Ramblings of an aging IT geek
← Ramblings of an aging IT geek
linux

the service that kept coming back from the dead

I stopped a service, it stopped, and then it started itself again moments later, and the answer was socket activation I'd forgotten I'd enabled.

A Linux terminal

I wanted to take a service down for a few minutes to swap a config file. Simple enough. systemctl stop myapp, edit the file, start it again. Except it wouldn't stay stopped. I'd stop it, systemctl status would confirm it was inactive, and within a few seconds it was back, running, cheerful, as if I'd never touched it.

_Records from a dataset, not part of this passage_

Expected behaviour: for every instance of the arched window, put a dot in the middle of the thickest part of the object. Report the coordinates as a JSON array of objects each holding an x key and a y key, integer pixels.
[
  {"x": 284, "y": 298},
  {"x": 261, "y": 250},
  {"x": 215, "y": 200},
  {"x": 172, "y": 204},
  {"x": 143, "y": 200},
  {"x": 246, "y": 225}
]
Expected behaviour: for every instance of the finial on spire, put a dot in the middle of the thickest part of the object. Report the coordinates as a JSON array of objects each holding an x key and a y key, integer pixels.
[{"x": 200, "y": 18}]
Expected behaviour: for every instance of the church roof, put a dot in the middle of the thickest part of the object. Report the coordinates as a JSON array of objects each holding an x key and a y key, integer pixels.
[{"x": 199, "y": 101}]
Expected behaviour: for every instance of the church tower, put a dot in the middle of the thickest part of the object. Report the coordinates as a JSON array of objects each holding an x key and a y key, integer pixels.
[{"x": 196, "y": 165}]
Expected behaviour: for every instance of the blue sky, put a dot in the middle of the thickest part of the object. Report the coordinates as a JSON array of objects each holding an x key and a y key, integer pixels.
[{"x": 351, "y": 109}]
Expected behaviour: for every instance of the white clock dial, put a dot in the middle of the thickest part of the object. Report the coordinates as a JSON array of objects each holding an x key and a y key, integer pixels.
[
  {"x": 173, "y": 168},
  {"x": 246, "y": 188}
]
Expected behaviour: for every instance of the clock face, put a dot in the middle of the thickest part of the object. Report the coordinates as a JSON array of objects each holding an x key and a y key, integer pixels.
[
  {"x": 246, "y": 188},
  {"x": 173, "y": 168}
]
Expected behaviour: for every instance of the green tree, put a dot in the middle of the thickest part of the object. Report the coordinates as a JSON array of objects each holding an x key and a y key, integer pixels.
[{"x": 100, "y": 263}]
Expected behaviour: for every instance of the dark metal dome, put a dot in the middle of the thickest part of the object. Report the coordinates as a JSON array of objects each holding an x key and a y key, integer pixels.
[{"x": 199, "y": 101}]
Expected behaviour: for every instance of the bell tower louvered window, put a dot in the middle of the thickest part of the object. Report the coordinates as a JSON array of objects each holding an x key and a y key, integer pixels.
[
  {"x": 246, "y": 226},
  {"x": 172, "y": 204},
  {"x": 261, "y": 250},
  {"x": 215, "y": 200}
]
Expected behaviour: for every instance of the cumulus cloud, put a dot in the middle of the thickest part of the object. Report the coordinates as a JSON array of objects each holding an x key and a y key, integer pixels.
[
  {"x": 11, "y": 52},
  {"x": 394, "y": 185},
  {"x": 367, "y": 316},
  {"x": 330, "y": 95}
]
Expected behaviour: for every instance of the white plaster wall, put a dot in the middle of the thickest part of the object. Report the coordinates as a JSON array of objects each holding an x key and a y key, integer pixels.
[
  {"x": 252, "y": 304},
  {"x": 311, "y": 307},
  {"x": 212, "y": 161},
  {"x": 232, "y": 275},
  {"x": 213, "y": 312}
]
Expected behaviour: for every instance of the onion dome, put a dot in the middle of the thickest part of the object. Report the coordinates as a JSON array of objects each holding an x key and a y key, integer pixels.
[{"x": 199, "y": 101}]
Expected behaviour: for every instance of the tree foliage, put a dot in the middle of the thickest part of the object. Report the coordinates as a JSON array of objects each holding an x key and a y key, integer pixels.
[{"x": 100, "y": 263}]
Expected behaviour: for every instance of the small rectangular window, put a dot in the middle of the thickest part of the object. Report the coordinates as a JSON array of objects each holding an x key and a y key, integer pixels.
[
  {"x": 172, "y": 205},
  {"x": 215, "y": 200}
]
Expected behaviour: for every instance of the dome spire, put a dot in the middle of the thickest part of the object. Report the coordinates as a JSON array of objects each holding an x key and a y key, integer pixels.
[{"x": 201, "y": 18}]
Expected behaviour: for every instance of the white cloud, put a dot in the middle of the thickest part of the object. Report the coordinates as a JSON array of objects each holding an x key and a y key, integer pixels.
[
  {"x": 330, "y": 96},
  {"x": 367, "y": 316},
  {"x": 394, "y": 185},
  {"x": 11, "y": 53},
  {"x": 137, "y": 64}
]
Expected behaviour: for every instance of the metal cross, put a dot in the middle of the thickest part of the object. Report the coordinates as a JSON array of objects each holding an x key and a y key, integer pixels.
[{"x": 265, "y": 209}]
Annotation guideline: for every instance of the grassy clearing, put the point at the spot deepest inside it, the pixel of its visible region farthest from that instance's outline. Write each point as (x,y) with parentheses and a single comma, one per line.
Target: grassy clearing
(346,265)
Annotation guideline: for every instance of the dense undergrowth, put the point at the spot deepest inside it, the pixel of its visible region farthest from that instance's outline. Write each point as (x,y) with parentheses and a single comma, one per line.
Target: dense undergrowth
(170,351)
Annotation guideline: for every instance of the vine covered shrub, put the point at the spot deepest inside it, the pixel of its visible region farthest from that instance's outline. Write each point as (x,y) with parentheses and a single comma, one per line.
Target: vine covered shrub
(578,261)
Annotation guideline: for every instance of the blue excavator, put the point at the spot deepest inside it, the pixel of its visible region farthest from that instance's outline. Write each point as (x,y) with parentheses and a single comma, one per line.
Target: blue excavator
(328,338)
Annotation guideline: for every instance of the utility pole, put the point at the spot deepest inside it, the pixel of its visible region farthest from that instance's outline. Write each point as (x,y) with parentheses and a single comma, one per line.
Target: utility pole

My first thought was Restart=always in the unit, the obvious culprit. But that only restarts a service that exits unexpectedly, and I was stopping it cleanly, which systemd treats differently. The status output even agreed with me: it said inactive, then a moment later said active again, with no crash in between.

The answer was sitting in a file I'd written months earlier and forgotten. There was a companion myapp.socket unit, and socket activation was enabled. systemd was holding the listening port open on the service's behalf, and the instant anything connected, it dutifully started myapp.service to handle the request. Stopping the service did nothing to the socket. The socket was still listening, something reconnected, and up it came again.

$ systemctl stop myapp.service myapp.socket

Stop the socket as well and it finally stayed down. To do the config swap properly I masked neither and just stopped both, edited, started both. Obvious in hindsight, which is the most annoying kind of obvious.

The lesson I keep relearning with systemd is that a service is often not a single thing. It's a service unit and maybe a socket and maybe a timer and maybe a path watcher, all quietly cooperating. When one half refuses to die, check what's keeping it warm.